1

Suppose that *a* is a Java identifier. I would like a regex to match things like this:

\#a \#a.a.a (a any number of times)

but not this:

\#a. (ending with dot)

So in a phase like this: "#a.a less than #a." it would match only the first \#a.a (because it doesn't end with a dot).

This regex:

\#[a-zA-Z_$][\\w$]*(\\.[a-zA-Z_$][\\w$]*)*

almost does the job, but it matches the last case too.

Thank you.

Marcos

cathulhu
  • 641
  • 1
  • 9
  • 20
Marcos
  • 1,237
  • 1
  • 15
  • 31
  • 1
    Possible duplicate: http://stackoverflow.com/questions/5205339/regular-expression-matching-fully-qualified-class-names – Lii May 02 '16 at 10:39
  • Although most Java identifiers use Ascii, all UTF-8 characters are allowed, so it's better to use \p{L} instead of a-zA-Z. – hd42 Jul 09 '21 at 06:53

2 Answers2

2

This can be accomplished with a negated look ahead. This first looks for "#text_$". It then looks for ".text_$" or more times. The match will be invalid if it ends with 0 or more of "text_$" and a period. This is assuming the i modifier is on.

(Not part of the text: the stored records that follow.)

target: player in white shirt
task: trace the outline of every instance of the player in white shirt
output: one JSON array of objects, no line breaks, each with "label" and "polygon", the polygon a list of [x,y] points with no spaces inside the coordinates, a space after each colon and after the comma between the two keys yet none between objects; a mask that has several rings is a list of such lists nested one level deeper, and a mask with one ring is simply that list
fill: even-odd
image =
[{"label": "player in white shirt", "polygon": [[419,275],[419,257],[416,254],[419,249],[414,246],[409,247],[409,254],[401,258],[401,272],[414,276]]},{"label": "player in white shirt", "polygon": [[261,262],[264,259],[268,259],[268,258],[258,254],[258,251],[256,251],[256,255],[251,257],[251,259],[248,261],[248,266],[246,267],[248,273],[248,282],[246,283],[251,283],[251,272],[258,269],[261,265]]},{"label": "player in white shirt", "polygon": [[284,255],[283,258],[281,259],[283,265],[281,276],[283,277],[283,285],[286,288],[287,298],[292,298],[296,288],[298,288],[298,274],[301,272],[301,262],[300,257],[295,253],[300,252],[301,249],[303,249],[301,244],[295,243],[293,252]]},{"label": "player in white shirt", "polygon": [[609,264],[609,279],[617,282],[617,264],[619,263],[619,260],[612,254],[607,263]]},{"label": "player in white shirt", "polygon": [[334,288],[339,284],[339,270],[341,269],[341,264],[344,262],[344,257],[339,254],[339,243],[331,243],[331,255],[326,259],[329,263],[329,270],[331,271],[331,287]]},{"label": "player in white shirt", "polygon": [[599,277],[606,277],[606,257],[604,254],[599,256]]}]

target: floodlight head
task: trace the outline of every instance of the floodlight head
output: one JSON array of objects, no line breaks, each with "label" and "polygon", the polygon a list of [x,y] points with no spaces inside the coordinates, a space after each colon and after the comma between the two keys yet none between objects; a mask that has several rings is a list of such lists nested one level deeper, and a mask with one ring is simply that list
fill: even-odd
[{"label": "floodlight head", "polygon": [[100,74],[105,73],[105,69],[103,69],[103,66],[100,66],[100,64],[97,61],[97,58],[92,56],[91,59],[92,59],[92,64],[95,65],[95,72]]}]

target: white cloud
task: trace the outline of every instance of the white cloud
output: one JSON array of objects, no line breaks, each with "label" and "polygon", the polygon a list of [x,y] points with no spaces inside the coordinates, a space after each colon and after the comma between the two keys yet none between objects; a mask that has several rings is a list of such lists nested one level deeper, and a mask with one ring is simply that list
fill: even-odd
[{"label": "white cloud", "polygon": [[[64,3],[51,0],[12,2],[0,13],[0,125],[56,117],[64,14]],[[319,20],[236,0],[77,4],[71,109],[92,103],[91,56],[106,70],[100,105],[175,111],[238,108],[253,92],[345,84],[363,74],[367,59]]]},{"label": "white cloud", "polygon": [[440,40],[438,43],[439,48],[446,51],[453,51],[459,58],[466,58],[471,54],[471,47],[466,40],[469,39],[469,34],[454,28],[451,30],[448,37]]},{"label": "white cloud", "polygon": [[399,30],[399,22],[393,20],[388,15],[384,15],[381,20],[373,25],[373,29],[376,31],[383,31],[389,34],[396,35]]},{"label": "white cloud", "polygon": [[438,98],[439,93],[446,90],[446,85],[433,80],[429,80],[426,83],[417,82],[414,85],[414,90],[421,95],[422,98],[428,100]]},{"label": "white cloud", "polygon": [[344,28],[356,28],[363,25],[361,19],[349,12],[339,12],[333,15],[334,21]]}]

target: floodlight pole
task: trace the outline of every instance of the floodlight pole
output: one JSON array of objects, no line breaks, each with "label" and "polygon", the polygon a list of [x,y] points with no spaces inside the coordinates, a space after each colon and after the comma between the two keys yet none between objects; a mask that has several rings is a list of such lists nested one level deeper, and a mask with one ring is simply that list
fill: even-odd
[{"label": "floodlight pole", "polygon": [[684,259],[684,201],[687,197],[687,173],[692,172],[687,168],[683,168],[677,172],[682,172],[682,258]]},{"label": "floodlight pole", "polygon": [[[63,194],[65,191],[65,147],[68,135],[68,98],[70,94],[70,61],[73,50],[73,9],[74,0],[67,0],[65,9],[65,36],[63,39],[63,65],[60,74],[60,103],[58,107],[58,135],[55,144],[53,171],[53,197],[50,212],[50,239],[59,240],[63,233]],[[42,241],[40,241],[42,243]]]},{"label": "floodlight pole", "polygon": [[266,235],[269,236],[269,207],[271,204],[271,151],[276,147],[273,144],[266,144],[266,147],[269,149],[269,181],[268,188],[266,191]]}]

At first I just had it as checking if it didn't end with a period, but that would just take away the last character in the match.

\\#([a-z_$][a-z_$\d]*)(\.[a-z_$][a-z_$\d]*)*(?![a-z_$\d]*\.)

Results

\#abc           => YES
\#abc.abc       => YES
\#abc.a23.abc   => YES
\#abc.abc.abc.  => NO
\#abc.2bc.abc   => NO

Try it out

Daniel Gimenez
  • 18,530
  • 3
  • 50
  • 70
  • @Marcos: added digits. The accepted answer also did not work for digits. – Daniel Gimenez Jul 18 '13 at 12:50
  • The complete regex that I'm using is this: (?i)#[a-zA-Z_$][\\w$]*(?:\\.[a-zA-Z_$][\\w$]*)*(?!\\w*\\.) So it works with digits. – Marcos Jul 18 '13 at 12:54
  • @DanielGimenez: My answer definitely works with digits, you can try yourself. – anubhava Jul 18 '13 at 12:55
  • @anubhava you're right. I suppose our answers are redudant because at the end I reached the same answer you had without the `\w`. I will delete in a few after I know you read this comment. – Daniel Gimenez Jul 18 '13 at 13:01
  • @DanielGimenez: Yes at this point I would think both answers look same (after you start using `\w`). But I would say just leave it like this, why delete. – anubhava Jul 18 '13 at 13:16
2

You almost got it right but some minor adjustments are needed. Consider this regex:

#[A-Za-z_$][\w$]*(?:\.[A-Za-z_$][\w$]*)*(?!\w*\.)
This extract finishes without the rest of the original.